Is Bolivia a sign that Latin America's 'pink tide' is turning?

President Evo Morales holds a news conference at the presidential palace in La Paz, Bolivia on Feb. 22, 2016. Morales asked Bolivians on Monday to wait "calmly" for the official result of Sunday's referendum on whether he should be allowed to run for re-e

President Evo Morales holds a news conference at the presidential palace in La Paz, Bolivia on Feb. 22, 2016. Morales asked Bolivians on Monday to wait "calmly" for the official result of Sunday's referendum on whether he should be allowed to run for re-election, emphasizing that the outcome could still go either way.

David Mercado/Reuters

Evo Morales’ bid to be president of Bolivia for nearly 20 uninterrupted years has failed.

With more than 99 percent of the votes counted from Sunday’s referendum on allowing presidents to be re-elected twice consecutively, the “No” campaign had garnered 51.3 percent. The results mark the first time the self-described socialist has lost at the ballot box since assuming power in January 2006.

In the last 10 years Morales — an indigenous Aymara who used to grow coca and who has long had an antagonistic relationship with Washington — won re-election twice, in 2009 and 2014.

He also won two previous referendums, both in 2008: one to see whether he should continue in office, and another to approve the same constitution that he now wants to amend.

That constitution allows presidents to be re-elected twice, once straight after their first term and a second time after they sit out a term.
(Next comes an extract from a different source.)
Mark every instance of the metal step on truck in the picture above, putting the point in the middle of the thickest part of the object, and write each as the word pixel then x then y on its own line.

The 56-year-old was only able to run in 2014 after he argued — controversially but also successfully — that his first election did not count because it came under a previous constitution.

Morales conceded defeat on Wednesday. The president, who won't leave office for another several years, vowed to keep working on behalf of the poor. "We may have lost a battle, but not the war," he said. Morales has also railed against the role played by social media in the election, an example of the supposed authoritarianism that his critics often complain about. 
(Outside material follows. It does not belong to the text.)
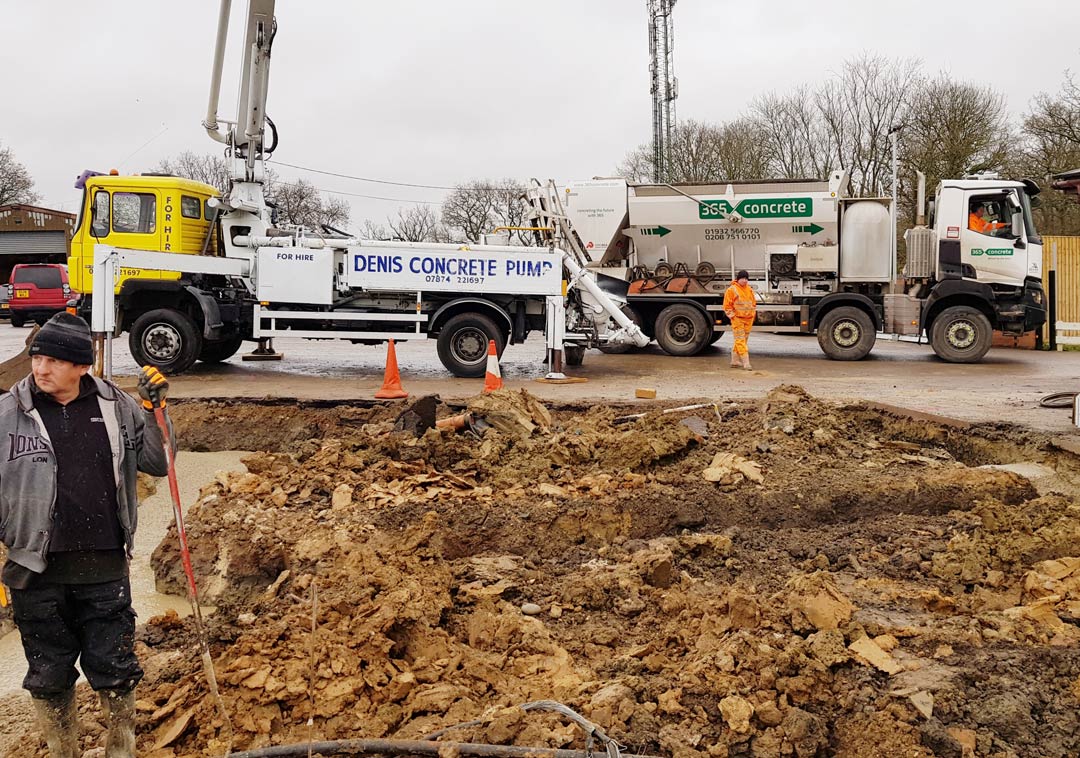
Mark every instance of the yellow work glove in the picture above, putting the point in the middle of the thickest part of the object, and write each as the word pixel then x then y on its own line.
pixel 152 388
“Perhaps in the future, it will be important to debate this issue of the social media,” he said Monday. “In some countries, with bad information, they bring down governments.”

On Wednesday, he declared that "some media outlets fulfilled the interests of political parties." 

That is partly thanks to his personal story, as the first-ever indigenous leader in a country where the majority identifies as native, and where many speak Amerindian languages such as Aymara, Quechua or Guarani as their mother tongue.

But it is also thanks to policies that have helped Bolivia’s national economy grow steadily, seeing the poverty rate fall from 60 percent when Morales took power to just under 40 percent at the start of 2014. 

They have included renationalizing the country’s oil and gas industry from foreign corporations that were widely viewed as bloodsuckers within Bolivia — and then using the additional revenues for heavy social spending, in a country that was among the poorest in the Western Hemisphere.

But despite all that, the unmarried Morales has been hurt by an alleged influence-peddling scandal in which it emerged that his ex-girlfriend  was an executive at CAMC, a Chinese firm that has won contracts worth $576 million from the Bolivian state. 

Critics have also long accused him of refusing to listen to critical voices and, ironically, riding roughshod over local communities and the environment.

More from GlobalPost: The left vs. the indigenous of Latin America 

Some are viewing Morales’ likely defeat as part of a regional trend sweeping back the “pink tide.” A center-right government just took power from the left in Argentina, while Venezuela, once the poster child for Latin American socialism, has run into an economic crisis so deep that it is on the verge of becoming a failed state.

“This seems like an unambiguously good thing for Bolivia, perhaps obliging Evo and [Vice President Alvaro] Garcia Linera to rebuild their ties to social movements, and in any case shifting course before ending up as badly as some of their allies,” Mark Healey, a professor of Latin American history at the University of Connecticut, told GlobalPost.

But Ludwig Valverde, chairman of the Association of Political Scientists of La Paz, suggested that although Bolivians do not want Morales to stay in power indefinitely, they might choose a leftist successor.

“This is not about right and left,” he said. “Many of the most critical voices against Morales come from the left. This is about how the state operates. Bolivians want a responsive, transparent state and they don’t want a president who stays in power endlessly.”